YDB connector for Apache Spark can be used to integrate YDB data into Spark jobs. It supports reading and writing YDB tables, allowing for fast data access and ingestion.

For read operations, the connector supports basic filter pushdown using the primary keys and key prefixes. YDB indexes are exposed as Spark tables too, and can be used to query the data in a way similar to "normal" tables. YDB ReadTable API is used "under the covers".

For write operations, the connector uses the UPSERT ... SELECT ... statement to perform parallel data ingestion into the YDB tables. The connector can be configured to use the REPLACE ... SELECT ..., or YDB BulkUpsert API.

The connector has passed the basic tests with Apache Spark 3.3, 3.4 and 3.5, working on top of YDB 23.3.

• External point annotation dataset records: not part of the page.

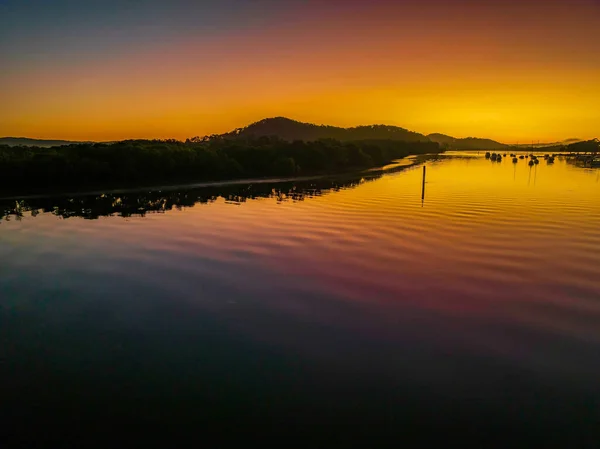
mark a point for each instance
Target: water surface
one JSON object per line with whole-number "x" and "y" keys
{"x": 338, "y": 311}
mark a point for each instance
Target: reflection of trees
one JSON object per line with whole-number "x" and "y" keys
{"x": 127, "y": 204}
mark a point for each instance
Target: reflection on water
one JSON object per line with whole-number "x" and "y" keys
{"x": 139, "y": 202}
{"x": 331, "y": 310}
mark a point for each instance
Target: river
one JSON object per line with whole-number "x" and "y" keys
{"x": 333, "y": 311}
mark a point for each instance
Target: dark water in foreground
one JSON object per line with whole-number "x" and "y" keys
{"x": 357, "y": 314}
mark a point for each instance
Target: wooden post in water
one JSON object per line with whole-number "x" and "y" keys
{"x": 423, "y": 189}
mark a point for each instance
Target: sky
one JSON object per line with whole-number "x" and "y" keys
{"x": 512, "y": 70}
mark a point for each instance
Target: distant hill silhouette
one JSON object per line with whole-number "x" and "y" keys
{"x": 291, "y": 130}
{"x": 25, "y": 141}
{"x": 468, "y": 143}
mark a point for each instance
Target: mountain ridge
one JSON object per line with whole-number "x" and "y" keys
{"x": 290, "y": 130}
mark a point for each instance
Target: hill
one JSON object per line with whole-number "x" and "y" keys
{"x": 468, "y": 143}
{"x": 27, "y": 142}
{"x": 291, "y": 130}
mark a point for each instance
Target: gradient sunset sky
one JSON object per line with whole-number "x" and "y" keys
{"x": 106, "y": 70}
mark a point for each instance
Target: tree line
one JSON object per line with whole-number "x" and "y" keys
{"x": 146, "y": 162}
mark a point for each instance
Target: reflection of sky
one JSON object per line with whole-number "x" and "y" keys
{"x": 117, "y": 69}
{"x": 486, "y": 294}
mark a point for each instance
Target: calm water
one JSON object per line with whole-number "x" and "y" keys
{"x": 339, "y": 311}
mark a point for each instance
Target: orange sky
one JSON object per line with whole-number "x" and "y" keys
{"x": 511, "y": 71}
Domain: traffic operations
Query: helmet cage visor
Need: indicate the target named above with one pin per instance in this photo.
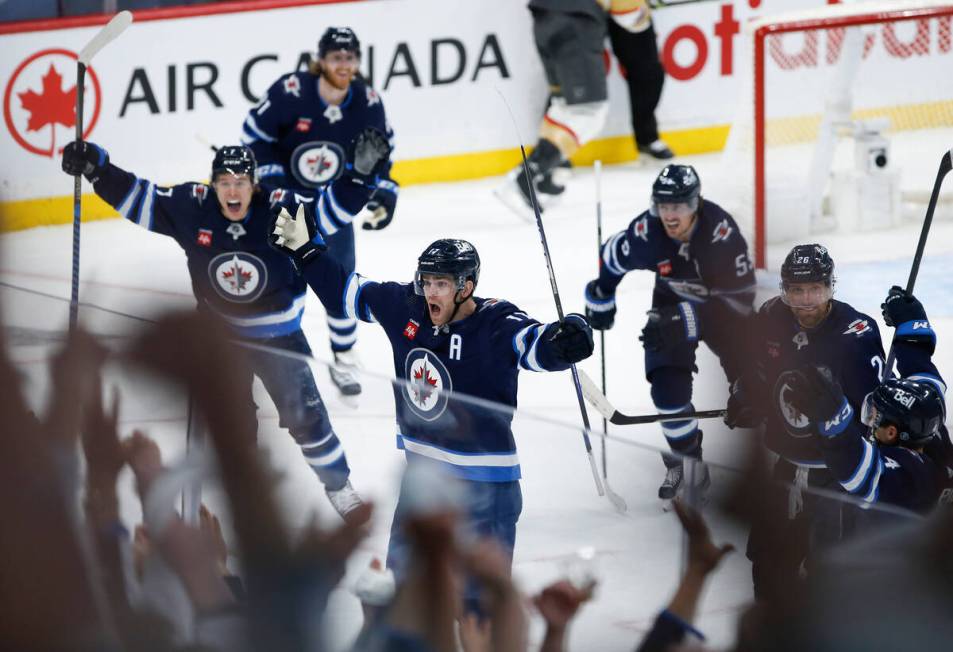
(808, 294)
(437, 284)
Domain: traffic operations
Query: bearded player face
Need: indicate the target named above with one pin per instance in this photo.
(338, 67)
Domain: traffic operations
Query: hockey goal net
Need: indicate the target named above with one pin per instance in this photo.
(845, 112)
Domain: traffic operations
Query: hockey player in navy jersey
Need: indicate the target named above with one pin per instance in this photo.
(905, 460)
(236, 275)
(804, 325)
(299, 132)
(704, 287)
(444, 337)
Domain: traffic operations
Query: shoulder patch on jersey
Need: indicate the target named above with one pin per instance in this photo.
(722, 231)
(199, 192)
(292, 85)
(857, 327)
(641, 228)
(372, 96)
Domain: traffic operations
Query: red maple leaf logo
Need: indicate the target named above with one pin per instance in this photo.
(52, 105)
(423, 382)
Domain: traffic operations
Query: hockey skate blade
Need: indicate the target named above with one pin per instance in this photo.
(511, 197)
(595, 396)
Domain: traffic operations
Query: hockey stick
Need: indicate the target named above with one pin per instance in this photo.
(113, 28)
(556, 299)
(599, 401)
(613, 497)
(946, 163)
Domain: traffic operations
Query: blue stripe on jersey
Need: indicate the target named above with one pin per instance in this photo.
(352, 298)
(478, 467)
(270, 324)
(524, 344)
(125, 206)
(936, 381)
(609, 258)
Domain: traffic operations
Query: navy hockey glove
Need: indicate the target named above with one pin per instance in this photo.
(811, 391)
(744, 402)
(81, 157)
(367, 154)
(296, 236)
(600, 307)
(670, 327)
(572, 340)
(906, 313)
(382, 205)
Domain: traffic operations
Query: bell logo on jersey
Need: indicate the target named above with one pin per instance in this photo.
(857, 327)
(721, 232)
(317, 163)
(238, 276)
(292, 86)
(426, 378)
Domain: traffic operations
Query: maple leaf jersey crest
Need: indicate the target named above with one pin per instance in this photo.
(199, 192)
(292, 86)
(238, 276)
(425, 379)
(641, 229)
(722, 231)
(857, 327)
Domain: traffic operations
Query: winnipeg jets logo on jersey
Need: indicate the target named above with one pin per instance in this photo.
(333, 113)
(721, 232)
(317, 163)
(292, 86)
(796, 424)
(857, 327)
(238, 276)
(426, 378)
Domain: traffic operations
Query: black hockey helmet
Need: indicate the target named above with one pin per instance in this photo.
(676, 184)
(914, 407)
(451, 257)
(808, 264)
(234, 159)
(338, 38)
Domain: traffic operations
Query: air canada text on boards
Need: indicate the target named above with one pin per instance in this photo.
(193, 85)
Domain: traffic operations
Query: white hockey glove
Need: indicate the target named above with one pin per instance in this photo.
(297, 235)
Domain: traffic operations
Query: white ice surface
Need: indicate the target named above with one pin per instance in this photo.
(131, 271)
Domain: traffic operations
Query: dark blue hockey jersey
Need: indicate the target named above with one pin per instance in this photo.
(300, 142)
(713, 264)
(480, 355)
(889, 474)
(234, 271)
(847, 342)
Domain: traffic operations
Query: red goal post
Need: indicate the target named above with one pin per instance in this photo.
(926, 27)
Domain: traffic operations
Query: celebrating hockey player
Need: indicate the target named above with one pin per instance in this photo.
(704, 287)
(223, 229)
(905, 460)
(804, 325)
(443, 337)
(299, 132)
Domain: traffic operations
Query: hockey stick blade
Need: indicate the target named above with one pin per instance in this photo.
(113, 28)
(599, 401)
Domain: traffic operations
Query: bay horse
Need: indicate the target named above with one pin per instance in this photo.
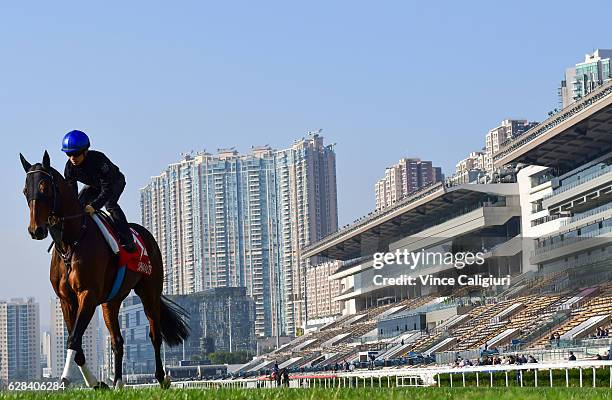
(83, 269)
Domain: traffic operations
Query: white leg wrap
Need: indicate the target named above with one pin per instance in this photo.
(90, 379)
(69, 357)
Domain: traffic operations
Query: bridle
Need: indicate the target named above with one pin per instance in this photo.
(55, 221)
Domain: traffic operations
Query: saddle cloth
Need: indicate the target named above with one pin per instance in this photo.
(137, 261)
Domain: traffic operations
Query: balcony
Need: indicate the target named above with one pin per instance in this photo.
(574, 242)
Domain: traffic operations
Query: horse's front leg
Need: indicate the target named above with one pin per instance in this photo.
(85, 311)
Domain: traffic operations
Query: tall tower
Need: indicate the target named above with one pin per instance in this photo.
(230, 220)
(586, 76)
(19, 340)
(59, 338)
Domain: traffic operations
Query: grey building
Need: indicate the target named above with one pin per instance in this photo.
(232, 220)
(586, 76)
(19, 341)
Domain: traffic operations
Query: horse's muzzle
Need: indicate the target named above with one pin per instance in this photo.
(39, 233)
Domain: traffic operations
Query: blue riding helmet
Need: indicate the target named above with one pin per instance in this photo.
(75, 141)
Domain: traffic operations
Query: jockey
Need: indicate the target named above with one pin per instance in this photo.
(103, 181)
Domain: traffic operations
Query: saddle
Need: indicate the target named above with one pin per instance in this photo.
(137, 261)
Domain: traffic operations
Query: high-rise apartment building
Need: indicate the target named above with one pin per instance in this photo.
(59, 337)
(469, 169)
(322, 290)
(586, 76)
(231, 220)
(403, 178)
(19, 341)
(509, 129)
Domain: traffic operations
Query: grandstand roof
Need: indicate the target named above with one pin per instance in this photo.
(569, 138)
(417, 212)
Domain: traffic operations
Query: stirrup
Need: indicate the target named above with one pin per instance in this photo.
(130, 247)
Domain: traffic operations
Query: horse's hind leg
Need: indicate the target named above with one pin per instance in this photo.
(110, 312)
(85, 311)
(151, 301)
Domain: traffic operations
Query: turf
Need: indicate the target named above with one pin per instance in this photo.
(315, 394)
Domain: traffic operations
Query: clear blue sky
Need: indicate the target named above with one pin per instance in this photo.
(149, 80)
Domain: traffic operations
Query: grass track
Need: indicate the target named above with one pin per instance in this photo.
(316, 394)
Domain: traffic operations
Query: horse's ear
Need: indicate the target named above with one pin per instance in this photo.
(25, 163)
(46, 160)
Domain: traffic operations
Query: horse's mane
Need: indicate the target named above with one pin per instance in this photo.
(58, 178)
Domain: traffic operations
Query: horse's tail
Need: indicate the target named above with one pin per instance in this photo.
(174, 326)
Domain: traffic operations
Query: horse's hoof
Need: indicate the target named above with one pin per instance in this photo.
(101, 386)
(165, 384)
(64, 384)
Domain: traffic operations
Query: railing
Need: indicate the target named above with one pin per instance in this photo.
(578, 182)
(426, 191)
(586, 214)
(540, 374)
(568, 112)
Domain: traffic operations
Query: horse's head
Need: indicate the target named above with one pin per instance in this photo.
(41, 193)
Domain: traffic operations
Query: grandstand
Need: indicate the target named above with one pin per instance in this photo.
(548, 227)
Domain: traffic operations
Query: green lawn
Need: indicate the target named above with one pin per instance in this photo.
(316, 394)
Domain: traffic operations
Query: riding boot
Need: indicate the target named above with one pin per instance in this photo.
(123, 229)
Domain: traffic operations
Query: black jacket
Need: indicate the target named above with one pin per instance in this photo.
(96, 171)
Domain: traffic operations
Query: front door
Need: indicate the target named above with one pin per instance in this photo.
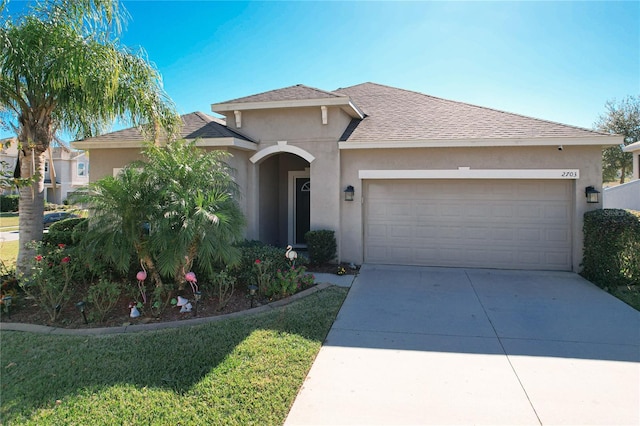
(302, 209)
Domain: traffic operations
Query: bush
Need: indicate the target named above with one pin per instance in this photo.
(79, 231)
(103, 297)
(250, 251)
(223, 285)
(611, 247)
(51, 280)
(9, 203)
(62, 232)
(322, 246)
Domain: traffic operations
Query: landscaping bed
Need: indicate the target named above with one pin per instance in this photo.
(25, 310)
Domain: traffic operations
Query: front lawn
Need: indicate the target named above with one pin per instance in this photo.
(235, 372)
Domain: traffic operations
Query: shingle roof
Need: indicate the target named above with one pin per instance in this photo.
(291, 93)
(398, 114)
(194, 125)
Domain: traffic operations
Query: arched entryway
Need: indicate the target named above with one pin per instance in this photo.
(284, 194)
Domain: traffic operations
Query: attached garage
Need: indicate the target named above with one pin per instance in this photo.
(488, 223)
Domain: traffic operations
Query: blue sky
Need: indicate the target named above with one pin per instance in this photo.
(559, 61)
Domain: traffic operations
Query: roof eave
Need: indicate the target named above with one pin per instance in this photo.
(632, 147)
(344, 101)
(231, 142)
(604, 140)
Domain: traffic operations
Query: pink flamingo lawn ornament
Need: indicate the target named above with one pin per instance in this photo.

Known limitations and future work

  1. The connector does not currently support consistent reading and transactional writes. Both features are planned to be implemented using the YDB's snapshots and its CopyTables and RenameTables APIs.
  2. The connector may require significant memory on the Spark executor side to read large tables with the default settings. 4 GB or more memory per core is highly recommended.
  3. Access to YDB columnar tables is not supported yet.
  4. Reading YDB system tables (those under the .sys directory) is currently not supported.
  5. Predicate pushdown is limited to primary key, secondary index key (when accessing indexes), or their prefixes. It is specially important to better support pushdowns with YDB columnar tables.
  6. Reading and writing YDB tables containing columns of PostgreSQL-compatible types is not supported yet.
  7. Handling of YDB's UInt64 data type is inefficient (conversion from and to the corresponding Spark type is performed through text representation).
  8. Joining with large YDB tables may be inefficient, because key lookups are currently not supported.
  9. When writing to YDB tables, there is no way to specify the primary key when explicit table creation is performed in the "error" and "overwrite" save modes. Random unique key is generated in that case and stored in the _spark_key column. As a workaround, explicit table creation should be used instead, plus the truncate=true option where needed.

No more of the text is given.